Самое яркое воспоминание о войне – это прекрасный солнечный летний день 1943 года. Я гуляла одна возле дома на Большом проспекте Петроградской стороны. Было людно, играли дети, торопились куда-то прохожие. И вдруг – резкий звук сирены. Все куда-то побежали. Почему-то я осталась одна на улице. Маленькая девочка в большом городе, голубое-голубое высокое небо, величавые дома, глубокая тишина и полное безлюдье – ни людей, ни машин. Как-то вдруг опустел Мир. А посреди мостовой – кем-то забытый (или брошенный) большой розовый целлулоидный пупс. Это была потрясающая картина. Она врезалась мне в память на всю оставшуюся жизнь. Не было никакого страха. Было удивление, неосознанное открытие красоты мира. Я не помню, что было потом.
Конечно, были бомбоубежища, где было темно, холодно и душно. Но эти воспоминания исчезли из памяти. И когда я вспоминаю заклеенные бумажными лентами окна, то вижу лишь ослепительное солнце, которое светит через них.
Когда мама вернулась из больницы, мы переехали из нашей огромной, пустой и холодной квартиры в маленькую комнату квартиры, соседствующей с нашей через черный ход. В кухне там была большая печь-плита. Иногда мы ее топили и грели воду, чтобы помыться в ванне. Наша комната 15 кв. м, была теплой и солнечной. И под овальным столом орехового дерева жили тряпочные куклы.

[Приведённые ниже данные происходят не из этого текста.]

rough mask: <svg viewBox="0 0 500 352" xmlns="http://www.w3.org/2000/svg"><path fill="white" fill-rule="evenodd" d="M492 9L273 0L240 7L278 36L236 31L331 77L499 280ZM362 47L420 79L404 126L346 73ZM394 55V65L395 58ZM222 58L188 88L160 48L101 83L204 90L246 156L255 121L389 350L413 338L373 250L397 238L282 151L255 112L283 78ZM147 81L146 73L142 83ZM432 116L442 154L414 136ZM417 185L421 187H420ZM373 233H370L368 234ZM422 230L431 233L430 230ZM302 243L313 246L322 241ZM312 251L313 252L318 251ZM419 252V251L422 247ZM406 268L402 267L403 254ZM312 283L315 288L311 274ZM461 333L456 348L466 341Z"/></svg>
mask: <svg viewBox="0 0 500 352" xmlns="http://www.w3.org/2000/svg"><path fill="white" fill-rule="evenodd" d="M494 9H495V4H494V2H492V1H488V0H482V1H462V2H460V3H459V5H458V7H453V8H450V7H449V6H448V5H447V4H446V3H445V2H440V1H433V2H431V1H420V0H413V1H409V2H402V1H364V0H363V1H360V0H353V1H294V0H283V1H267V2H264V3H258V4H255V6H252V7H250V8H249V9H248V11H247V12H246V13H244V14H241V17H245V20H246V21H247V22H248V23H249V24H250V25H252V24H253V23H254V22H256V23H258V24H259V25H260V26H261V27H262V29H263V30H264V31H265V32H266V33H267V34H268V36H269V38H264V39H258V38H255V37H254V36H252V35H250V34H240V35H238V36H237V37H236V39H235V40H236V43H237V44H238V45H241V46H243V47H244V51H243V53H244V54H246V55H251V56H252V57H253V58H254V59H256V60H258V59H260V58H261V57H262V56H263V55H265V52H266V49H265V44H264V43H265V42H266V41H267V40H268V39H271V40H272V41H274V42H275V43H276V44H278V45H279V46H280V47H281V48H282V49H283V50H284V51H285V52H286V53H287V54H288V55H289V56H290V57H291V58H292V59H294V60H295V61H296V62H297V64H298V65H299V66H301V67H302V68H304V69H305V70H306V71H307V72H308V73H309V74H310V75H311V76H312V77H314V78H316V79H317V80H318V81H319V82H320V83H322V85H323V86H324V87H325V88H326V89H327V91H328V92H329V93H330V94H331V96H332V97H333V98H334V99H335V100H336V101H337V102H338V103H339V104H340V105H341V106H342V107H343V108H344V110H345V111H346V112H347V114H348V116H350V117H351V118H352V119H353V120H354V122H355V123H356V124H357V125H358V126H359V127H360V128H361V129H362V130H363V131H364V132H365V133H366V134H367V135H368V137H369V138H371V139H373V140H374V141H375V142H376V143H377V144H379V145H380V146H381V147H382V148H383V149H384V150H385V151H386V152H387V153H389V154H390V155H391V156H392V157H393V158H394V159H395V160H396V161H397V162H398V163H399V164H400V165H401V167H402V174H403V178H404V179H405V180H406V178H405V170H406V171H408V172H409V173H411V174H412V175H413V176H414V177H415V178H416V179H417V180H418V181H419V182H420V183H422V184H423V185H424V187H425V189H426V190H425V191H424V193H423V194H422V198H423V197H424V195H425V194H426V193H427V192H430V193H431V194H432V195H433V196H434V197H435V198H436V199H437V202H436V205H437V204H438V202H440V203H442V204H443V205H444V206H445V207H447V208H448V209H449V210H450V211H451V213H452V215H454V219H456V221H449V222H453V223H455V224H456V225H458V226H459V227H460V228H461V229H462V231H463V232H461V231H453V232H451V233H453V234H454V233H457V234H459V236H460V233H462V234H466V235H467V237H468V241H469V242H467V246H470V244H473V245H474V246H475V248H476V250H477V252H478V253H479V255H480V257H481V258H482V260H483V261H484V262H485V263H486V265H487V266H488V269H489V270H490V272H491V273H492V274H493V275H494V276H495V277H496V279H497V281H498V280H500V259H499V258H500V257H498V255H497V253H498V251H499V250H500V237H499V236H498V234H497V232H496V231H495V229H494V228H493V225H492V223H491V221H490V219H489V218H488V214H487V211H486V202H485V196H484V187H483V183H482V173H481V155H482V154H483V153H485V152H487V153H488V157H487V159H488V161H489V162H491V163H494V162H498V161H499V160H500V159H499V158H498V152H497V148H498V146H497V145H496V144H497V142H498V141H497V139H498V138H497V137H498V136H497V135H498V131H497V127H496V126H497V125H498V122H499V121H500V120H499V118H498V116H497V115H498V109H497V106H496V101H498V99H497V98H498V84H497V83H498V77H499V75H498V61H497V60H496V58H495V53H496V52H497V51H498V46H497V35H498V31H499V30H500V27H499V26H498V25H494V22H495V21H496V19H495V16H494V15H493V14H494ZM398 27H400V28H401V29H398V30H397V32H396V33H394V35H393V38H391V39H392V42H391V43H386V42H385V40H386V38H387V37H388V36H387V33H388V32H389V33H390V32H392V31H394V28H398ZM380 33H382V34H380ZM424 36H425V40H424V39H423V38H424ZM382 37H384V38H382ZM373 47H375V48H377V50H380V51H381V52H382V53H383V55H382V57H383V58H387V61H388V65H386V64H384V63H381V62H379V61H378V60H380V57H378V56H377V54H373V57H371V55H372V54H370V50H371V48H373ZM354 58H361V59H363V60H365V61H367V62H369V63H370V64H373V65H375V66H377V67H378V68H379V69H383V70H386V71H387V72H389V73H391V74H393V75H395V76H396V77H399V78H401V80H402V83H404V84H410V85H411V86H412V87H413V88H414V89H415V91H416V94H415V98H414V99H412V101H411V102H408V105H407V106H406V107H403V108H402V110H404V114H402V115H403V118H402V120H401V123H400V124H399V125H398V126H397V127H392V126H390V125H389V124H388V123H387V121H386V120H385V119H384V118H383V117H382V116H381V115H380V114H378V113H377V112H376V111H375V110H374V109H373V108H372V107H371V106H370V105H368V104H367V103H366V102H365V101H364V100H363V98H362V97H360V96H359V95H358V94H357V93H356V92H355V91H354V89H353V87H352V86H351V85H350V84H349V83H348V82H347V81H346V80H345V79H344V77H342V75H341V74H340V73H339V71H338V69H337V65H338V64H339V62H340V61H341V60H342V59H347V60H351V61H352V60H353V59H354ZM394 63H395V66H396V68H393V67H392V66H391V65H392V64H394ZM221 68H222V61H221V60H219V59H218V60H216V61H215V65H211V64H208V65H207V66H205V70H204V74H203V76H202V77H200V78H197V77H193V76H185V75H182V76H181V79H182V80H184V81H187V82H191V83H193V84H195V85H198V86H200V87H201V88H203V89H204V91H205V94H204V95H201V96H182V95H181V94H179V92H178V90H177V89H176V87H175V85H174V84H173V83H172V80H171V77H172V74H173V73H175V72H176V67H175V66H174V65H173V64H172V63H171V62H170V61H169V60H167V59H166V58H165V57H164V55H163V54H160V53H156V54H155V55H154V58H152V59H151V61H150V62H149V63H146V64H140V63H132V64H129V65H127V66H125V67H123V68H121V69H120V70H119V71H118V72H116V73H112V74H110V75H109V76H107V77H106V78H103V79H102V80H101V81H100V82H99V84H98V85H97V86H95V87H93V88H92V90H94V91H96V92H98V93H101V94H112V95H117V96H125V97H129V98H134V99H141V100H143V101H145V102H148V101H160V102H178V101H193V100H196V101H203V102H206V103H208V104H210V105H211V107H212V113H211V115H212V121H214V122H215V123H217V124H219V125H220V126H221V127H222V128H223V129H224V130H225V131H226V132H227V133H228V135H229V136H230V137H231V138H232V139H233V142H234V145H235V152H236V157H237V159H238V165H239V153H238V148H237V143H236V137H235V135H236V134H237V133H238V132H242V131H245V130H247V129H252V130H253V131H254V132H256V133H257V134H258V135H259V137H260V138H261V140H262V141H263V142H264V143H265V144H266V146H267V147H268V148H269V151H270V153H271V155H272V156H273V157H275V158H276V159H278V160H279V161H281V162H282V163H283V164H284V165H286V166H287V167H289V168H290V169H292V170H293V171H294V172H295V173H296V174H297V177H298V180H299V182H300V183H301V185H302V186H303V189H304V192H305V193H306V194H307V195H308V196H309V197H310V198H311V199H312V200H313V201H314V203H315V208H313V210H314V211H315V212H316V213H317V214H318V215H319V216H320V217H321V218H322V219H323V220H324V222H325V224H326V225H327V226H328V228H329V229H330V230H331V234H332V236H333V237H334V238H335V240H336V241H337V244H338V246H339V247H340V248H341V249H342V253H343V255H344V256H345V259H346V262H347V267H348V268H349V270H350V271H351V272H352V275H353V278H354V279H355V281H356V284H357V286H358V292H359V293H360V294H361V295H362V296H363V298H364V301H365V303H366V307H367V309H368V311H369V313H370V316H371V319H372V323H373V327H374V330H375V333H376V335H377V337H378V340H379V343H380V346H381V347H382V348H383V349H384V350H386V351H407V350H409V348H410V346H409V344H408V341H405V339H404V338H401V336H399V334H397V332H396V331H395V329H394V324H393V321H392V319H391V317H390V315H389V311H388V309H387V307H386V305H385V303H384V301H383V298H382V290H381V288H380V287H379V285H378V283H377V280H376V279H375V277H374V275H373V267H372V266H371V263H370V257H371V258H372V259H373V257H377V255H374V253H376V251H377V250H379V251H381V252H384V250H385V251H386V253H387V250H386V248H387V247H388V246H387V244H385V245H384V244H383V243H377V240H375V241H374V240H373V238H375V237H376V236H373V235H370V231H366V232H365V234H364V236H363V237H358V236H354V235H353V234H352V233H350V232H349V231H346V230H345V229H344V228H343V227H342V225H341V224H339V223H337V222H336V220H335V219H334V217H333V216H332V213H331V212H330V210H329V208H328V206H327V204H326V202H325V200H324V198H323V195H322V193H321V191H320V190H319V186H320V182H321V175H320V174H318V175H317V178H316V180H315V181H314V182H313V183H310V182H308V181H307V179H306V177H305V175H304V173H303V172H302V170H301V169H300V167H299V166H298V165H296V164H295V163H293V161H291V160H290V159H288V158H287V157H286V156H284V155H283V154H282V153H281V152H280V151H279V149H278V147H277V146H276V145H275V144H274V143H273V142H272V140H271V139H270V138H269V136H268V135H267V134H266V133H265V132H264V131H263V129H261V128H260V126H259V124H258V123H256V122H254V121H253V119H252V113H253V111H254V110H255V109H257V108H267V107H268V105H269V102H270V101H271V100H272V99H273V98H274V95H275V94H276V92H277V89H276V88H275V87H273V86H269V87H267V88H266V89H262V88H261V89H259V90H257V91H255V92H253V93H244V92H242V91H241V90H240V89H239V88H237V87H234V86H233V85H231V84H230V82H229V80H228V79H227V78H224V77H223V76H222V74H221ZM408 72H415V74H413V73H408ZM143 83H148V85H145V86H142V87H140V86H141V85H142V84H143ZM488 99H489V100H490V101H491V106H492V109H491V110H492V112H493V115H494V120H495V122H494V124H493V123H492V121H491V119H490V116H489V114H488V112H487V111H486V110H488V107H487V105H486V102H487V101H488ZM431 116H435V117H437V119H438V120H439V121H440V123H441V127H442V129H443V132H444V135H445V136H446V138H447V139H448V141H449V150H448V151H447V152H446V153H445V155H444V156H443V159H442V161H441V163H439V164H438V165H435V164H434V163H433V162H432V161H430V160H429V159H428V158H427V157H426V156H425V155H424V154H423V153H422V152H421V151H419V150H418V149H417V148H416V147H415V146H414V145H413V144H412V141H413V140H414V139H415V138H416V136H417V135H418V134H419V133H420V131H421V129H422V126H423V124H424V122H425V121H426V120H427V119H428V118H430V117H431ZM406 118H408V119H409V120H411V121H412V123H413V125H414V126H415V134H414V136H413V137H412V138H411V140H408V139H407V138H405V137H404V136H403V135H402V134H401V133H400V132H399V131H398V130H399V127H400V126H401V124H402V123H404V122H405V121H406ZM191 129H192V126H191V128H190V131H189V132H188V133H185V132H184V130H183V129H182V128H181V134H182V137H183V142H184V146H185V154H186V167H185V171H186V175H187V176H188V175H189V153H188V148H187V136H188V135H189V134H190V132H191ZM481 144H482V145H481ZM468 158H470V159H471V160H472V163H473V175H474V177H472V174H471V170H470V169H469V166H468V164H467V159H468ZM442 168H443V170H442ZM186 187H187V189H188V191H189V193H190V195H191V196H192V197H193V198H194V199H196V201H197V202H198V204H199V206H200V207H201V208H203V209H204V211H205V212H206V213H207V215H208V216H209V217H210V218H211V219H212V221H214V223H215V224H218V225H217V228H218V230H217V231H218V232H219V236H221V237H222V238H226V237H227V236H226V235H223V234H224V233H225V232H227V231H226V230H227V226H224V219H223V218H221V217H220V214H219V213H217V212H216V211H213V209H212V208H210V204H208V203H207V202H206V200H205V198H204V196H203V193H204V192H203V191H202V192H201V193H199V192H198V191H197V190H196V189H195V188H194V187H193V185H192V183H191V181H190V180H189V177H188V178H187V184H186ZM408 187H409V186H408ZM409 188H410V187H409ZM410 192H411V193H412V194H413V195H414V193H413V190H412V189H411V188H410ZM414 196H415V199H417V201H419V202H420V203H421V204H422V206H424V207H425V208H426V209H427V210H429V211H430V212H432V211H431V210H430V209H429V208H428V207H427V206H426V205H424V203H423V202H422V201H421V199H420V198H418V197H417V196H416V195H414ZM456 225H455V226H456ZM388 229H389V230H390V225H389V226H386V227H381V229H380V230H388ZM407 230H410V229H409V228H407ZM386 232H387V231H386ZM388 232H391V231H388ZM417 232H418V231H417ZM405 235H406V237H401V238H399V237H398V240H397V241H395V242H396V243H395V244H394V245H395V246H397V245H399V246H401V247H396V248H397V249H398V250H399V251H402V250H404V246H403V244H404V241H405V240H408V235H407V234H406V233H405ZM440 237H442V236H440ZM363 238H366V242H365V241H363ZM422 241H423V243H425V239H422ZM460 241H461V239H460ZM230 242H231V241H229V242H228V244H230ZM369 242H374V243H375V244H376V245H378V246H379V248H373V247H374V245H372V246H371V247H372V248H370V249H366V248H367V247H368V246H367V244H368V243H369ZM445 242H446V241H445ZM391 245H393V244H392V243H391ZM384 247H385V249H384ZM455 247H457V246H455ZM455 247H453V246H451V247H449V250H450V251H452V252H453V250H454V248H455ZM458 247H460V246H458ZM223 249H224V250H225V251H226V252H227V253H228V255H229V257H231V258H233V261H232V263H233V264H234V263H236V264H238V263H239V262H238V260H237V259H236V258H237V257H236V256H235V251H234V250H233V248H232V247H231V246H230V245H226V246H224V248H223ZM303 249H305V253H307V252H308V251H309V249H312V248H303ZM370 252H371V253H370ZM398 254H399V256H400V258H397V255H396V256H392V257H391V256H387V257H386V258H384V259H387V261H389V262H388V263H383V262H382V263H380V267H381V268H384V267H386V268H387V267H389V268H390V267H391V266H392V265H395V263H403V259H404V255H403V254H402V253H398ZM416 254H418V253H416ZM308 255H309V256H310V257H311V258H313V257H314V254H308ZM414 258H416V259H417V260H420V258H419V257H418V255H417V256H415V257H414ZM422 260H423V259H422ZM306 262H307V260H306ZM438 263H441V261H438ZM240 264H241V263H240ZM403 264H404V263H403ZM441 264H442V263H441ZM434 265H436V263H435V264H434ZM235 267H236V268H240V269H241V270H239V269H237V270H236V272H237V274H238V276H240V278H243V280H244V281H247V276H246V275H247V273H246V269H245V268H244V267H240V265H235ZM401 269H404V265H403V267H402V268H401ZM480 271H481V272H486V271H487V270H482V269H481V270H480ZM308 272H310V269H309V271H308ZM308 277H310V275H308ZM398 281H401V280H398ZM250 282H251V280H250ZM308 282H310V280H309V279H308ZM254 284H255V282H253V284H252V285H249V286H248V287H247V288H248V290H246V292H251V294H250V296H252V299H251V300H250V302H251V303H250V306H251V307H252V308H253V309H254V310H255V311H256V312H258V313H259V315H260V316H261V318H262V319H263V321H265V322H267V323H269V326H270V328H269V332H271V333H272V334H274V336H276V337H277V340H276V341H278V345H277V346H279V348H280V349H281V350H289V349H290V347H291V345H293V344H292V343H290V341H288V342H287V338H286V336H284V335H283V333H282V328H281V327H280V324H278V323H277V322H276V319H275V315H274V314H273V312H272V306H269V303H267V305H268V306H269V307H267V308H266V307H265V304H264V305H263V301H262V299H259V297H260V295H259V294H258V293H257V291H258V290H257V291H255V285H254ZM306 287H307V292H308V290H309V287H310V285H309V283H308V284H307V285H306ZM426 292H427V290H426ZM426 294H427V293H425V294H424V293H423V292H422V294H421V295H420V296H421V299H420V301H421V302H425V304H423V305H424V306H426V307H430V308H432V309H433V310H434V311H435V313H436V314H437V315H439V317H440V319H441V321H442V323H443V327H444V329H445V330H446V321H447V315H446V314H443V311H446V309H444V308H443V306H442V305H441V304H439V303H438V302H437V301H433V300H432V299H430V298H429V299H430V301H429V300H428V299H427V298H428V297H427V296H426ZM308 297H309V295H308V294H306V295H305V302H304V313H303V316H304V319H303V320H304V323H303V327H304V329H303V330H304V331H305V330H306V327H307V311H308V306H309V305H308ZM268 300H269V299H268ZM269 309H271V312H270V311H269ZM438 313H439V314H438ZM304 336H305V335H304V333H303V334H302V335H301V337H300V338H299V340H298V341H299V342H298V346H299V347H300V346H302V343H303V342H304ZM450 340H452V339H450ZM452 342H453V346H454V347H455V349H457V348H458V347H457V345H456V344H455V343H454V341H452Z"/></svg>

Война закончилась. Я должна была идти в школу (мне было почти 8 лет), но меня не взяли. Врачи отправили меня в санаторий. И был этот санаторий в Ботаническом саду, в маленьком одноэтажном деревянном доме темно-зеленого цвета. Детей было не много, всего одна группа, в основном, девочки. Раз в месяц был родительский день, но передачи принимали всегда. Я не помню, чтобы кто-нибудь капризничал, но бывало, что дети плакали, особенно в первое время. Наверное, скучали по дому. Девочка, с которой я была в паре на прогулках, была такой худенькой и бледной, что казалась прозрачной. Я всегда крепко держала ее за руку, чтобы она не упала. Помню, у нее были белые-белые пуховые рукавички, очень красивые и теплые. И еще помню, что она не умела смеяться. Послушная, тихая, она всегда думала о чем-то своем, не участвуя в общих играх. Почему-то дети сторонились ее, но мне она нравилась. Или, может быть, я жалела ее. Когда я ее угощала чем-нибудь, она молча стояла и смотрела на меня, не решаясь взять, а взяв, никогда не ела при мне, а держала в руке. Она была не такая, как все, но тогда я не понимала этого, не знала, как ей помочь и уходила играть с другими. Почему-то ее рано забрали домой, и я осталась без пары. Зато на прогулках меня держала за руку сама воспитательница.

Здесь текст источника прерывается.